Support For Same-Sex Marriage Rises In Wake Of SCOTUS Ruling
The first poll taken in the wake of last week’s same-sex marriage decision from the Supreme Court shows the highest level of support yet for marriage equality:
WASHINGTON — A record majority of Americans approve of same-sex marriage in the wake of two landmark Supreme Court decisions, a USA TODAY poll finds. But the high court’s rulings that struck down provisions of the Voting Rights Act and tightened the rules on affirmative action aren’t in sync with the public’s views.
The court’s decisions that opened the door to gay marriage in California and struck down a law that barred federal benefits for same-sex couples may well have boosted support in a country that was already moving in favor of same-sex marriage.
“Neither one of those decisions is as a legal matter a huge gay rights victory,” says Tom Goldstein, a Harvard Law School professor and publisher of SCOTUSblog, which analyzes the high court. “But it’s the moral message from the court that these unions are entitled to equal respect … that is probably the lasting legacy of the decisions and is probably going to play a significant role in public opinion.”
Here are the findings:
• By an unprecedented 55%-40%, Americans say marriages between same-sex couples should be recognized by law as valid, with the same rights of traditional marriage. That’s the highest level of support since Gallup began asking the question in 1996. Then, fewer than half that number, 27%, backed the idea.

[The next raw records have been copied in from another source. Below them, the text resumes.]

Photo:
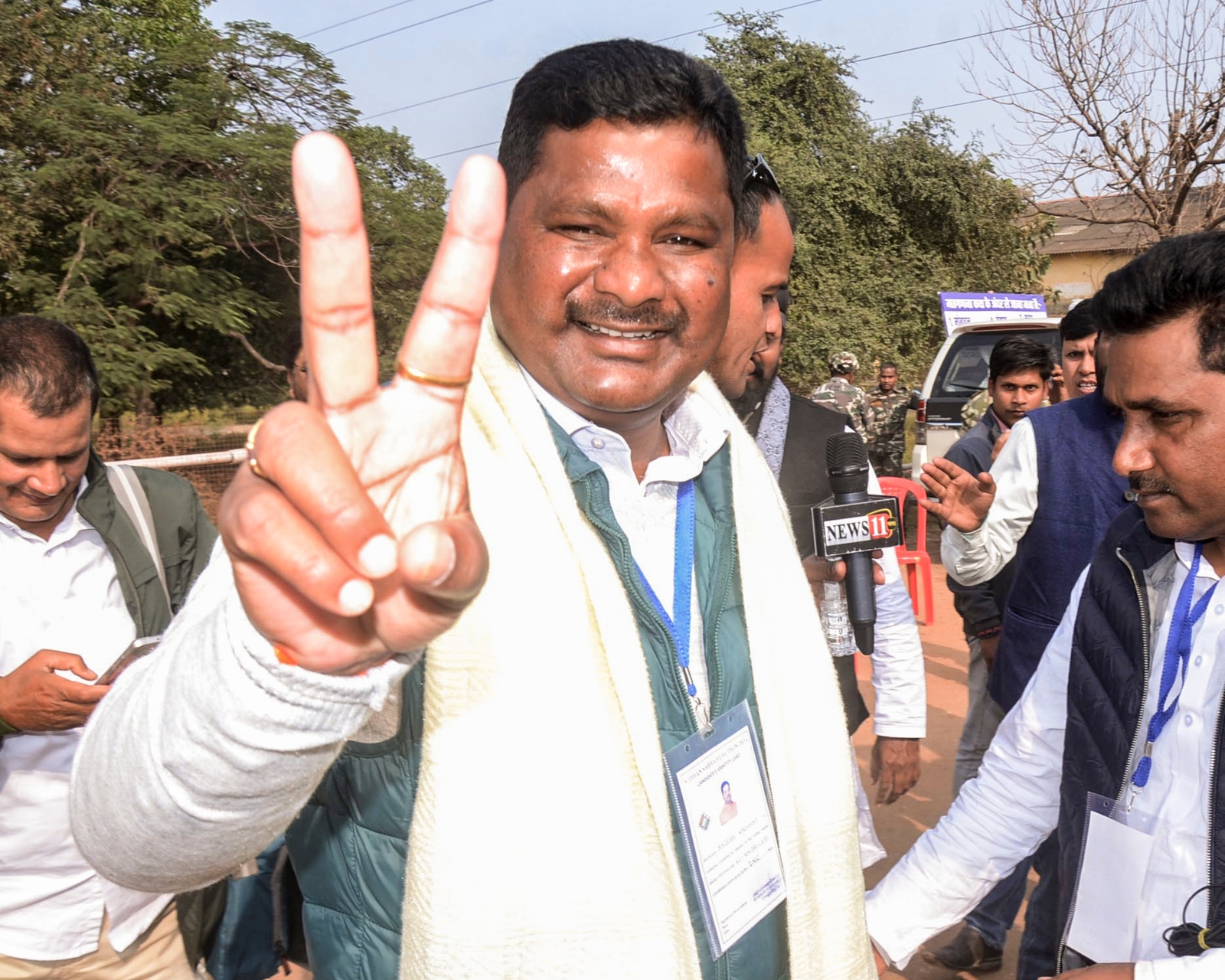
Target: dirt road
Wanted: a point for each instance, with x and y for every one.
(900, 825)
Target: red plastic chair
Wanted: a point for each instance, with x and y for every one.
(916, 563)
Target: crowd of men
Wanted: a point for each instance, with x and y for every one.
(522, 653)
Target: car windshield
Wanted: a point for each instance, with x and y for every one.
(965, 368)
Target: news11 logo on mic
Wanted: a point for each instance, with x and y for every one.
(851, 524)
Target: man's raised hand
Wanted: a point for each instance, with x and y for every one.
(351, 534)
(961, 500)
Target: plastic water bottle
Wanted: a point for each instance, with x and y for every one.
(836, 620)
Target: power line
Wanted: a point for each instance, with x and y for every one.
(463, 150)
(440, 98)
(808, 3)
(351, 20)
(410, 26)
(508, 81)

Last year was the first time a majority of Americans had backed gay marriage.
The only major demographic groups in which a majority oppose same-sex marriage are Republicans (68%) and seniors 65 and older (51%). Even in the South, which continues to be the only region that doesn’t show majority support for gay marriage, opposition has slipped below 50%.
• By a narrower margin, 48%-43%, those surveyed favor the Supreme Court’s decision declaring unconstitutional part of the 1996 Defense of Marriage Act, which barred the federal government from providing benefits to same-sex spouses. Views on the issue are intense. Those who feel strongly about the issue split 29%-29% in favor and against the ruling.
Other polls may show slightly different numbers over the coming weeks, but the trend seems to be clear.